October 6-9, 2024, Montreal, Canada, Rona Therapeutics presented pioneering extrahepatic small interfering RNA (siRNA) delivery data to the Central Nervous System (CNS) at the 20th Annual Meeting of the Oligonucleotide Therapeutics Society(OTS).

APOLLO is Rona Therapeutics extrahepatic platform utilizing ligand siRNA bioconjugates to achieve tissue specific delivery. With a novel receptor-targeting conjugated siRNA, up to 87% knockdown of target protein is achieved across various CNS areas in non-human primates (NHP) with intrathecal (IT) administration. The ligand siRNA conjugate has also demonstrated durable target silencing and favorable safety profile.

In addition to the proprietary extrahepatic delivery for CNS, Rona Therapeutics has also achieved significant advancements in the design and synthesis of the siRNA. Based on the structural insight into molecular mechanism of siRNA, Rona Therapeutics designed and synthesized a novel C4′, C5′ cyclobutene-fused spirocyclic phosphonate nucleotide, known as cis-SCP. Besides the stability improvement provided by the C-P bond, the AGO2-well-fit rigidity of this novel structure may further enhance potency in RNAi, compared to structure-rotatable 5′-phosphate mimics in this space.
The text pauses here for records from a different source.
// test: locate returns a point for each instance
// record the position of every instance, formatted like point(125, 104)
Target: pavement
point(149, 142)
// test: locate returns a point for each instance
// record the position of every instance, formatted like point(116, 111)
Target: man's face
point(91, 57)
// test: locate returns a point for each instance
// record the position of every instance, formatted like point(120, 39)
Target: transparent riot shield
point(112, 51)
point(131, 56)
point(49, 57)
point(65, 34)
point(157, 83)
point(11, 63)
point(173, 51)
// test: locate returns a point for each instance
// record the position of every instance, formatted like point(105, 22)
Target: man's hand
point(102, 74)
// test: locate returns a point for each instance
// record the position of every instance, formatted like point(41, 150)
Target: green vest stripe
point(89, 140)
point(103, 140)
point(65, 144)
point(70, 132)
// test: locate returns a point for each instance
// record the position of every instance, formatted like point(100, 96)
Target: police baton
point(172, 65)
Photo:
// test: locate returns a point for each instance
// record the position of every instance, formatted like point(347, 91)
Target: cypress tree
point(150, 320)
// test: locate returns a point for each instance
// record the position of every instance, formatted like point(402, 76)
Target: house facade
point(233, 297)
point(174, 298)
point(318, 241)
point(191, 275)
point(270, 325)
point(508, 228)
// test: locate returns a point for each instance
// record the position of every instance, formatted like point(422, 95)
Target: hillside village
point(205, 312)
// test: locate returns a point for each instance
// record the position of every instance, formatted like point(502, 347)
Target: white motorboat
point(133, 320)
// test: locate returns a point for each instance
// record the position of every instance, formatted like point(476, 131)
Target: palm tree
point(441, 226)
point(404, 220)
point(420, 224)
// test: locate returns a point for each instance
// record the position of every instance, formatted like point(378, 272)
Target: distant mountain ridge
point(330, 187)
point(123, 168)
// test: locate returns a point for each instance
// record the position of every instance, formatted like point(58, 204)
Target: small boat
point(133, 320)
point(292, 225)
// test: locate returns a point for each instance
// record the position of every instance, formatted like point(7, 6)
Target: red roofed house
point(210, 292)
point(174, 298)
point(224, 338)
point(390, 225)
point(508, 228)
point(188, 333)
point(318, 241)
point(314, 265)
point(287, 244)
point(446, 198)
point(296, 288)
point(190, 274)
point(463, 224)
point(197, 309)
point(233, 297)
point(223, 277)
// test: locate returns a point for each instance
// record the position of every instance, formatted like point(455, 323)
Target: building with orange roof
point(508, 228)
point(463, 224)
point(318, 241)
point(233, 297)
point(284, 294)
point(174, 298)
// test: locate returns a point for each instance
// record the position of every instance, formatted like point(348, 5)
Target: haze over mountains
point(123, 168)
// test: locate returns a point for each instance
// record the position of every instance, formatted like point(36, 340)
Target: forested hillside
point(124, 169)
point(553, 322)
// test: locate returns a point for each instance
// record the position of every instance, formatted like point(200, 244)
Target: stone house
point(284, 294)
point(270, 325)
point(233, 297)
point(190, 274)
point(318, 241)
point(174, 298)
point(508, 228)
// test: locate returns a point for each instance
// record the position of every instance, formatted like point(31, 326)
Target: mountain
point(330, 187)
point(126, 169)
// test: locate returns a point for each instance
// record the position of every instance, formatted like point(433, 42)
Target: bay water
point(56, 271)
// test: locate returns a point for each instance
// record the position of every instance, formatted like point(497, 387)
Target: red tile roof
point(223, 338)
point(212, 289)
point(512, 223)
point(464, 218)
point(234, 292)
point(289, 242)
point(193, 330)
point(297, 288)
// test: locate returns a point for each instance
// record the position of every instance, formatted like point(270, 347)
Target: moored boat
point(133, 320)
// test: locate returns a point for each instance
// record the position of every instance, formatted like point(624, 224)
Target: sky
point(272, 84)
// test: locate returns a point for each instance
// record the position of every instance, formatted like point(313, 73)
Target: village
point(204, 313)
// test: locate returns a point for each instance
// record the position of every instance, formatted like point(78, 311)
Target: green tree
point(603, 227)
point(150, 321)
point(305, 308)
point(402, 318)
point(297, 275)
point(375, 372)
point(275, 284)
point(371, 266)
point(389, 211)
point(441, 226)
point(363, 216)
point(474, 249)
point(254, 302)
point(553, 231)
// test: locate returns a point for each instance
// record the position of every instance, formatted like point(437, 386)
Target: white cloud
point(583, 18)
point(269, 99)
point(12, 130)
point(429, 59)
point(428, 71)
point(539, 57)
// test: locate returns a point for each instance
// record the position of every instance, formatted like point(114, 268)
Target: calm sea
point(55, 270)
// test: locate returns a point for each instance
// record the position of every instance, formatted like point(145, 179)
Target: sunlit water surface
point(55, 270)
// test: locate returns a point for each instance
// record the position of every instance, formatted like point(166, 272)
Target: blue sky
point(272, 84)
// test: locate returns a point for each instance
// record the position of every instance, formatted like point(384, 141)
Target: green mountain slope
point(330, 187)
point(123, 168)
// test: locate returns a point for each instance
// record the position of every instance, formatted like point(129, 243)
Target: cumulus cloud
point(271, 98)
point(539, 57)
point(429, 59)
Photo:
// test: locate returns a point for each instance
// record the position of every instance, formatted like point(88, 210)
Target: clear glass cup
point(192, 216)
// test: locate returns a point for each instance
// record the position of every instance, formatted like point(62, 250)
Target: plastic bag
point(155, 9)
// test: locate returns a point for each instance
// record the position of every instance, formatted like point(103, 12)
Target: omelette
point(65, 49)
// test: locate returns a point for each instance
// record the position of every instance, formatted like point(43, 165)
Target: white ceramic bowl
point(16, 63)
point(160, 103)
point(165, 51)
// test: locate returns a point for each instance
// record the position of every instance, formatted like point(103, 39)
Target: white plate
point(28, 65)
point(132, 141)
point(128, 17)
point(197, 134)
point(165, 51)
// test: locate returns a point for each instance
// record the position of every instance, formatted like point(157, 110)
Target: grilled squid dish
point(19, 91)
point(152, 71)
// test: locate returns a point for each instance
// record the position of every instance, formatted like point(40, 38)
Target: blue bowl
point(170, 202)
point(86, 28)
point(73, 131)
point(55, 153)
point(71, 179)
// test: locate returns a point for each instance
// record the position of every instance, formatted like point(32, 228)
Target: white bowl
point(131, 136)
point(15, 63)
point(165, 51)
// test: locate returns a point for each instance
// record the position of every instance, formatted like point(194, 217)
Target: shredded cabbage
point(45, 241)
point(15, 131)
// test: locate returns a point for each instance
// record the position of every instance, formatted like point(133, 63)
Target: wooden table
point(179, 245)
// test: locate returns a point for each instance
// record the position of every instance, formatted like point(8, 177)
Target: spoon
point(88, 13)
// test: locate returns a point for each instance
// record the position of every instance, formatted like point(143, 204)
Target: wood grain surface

As one of the highest unmet medical needs and greatest therapeutic challenges, multiple CNS diseases have been associated with dominant gain-of-function mutations. RNA interference could block the expression of these disease-causing genes and provide a targeted and controllable therapy for these patients. Rona Therapeutics' Central Nervous Delivery Platform facilitates selective delivery of therapeutic siRNAs to the spinal cord and multiple brain regions via a receptor-targeting small molecule, showcasing the broad distribution and potent knockdown across brain regions in all tested species (mice, rats, and non-human primates).

Furthermore, the company presented a novel siRNA backbone modification with best-in-class potency in preclinical studies - a chemistry strategy to improve the druggability of siRNAs. This breakthrough in siRNA design and synthesis, combined with the innovative delivery method, holds promise for more effective and efficient treatment options in the CNS and beyond.

Rona Therapeutics' exploration and research and development efforts have positioned them at the forefront of global research in this field including demonstrate Rona Therapeutics' expertise in developing innovative siRNA delivery systems and their advanced understanding of receptor-mediated endocytosis. This remarkable disclosure has garnered widespread attention from both academic and industry, fostering interest and anticipation in the potential of this new delivery method within the pharmaceutical sector. Rona Therapeutics' pioneering research continues to pave the way for advancements in oligonucleotide therapeutics, offering new hope for patients with various neurological disorders.

About Rona Therapeutics

Rona Therapeutics is a global leader in nucleic acid innovative drug platform company, specializing in the treatment of metabolic diseases and CNS degenerative diseases. Rona Therapeutics is always committed to developing the best and first-in-class siRNA drugs and has unique differentiation and innovation in its liver-targeted metabolism-related pipeline products in cardiovascular diseases, MASH, obesity, and kidney diseases. In addition, Rona Therapeutics is focusing on the potential of extra-hepatic nucleic acid delivery in CNS degenerative diseases and has successfully established a proprietary extra-hepatic delivery platform to treat a range of complex diseases, such as ALS, Alzheimer's disease, etc. which are difficult to treat with traditional drug therapies.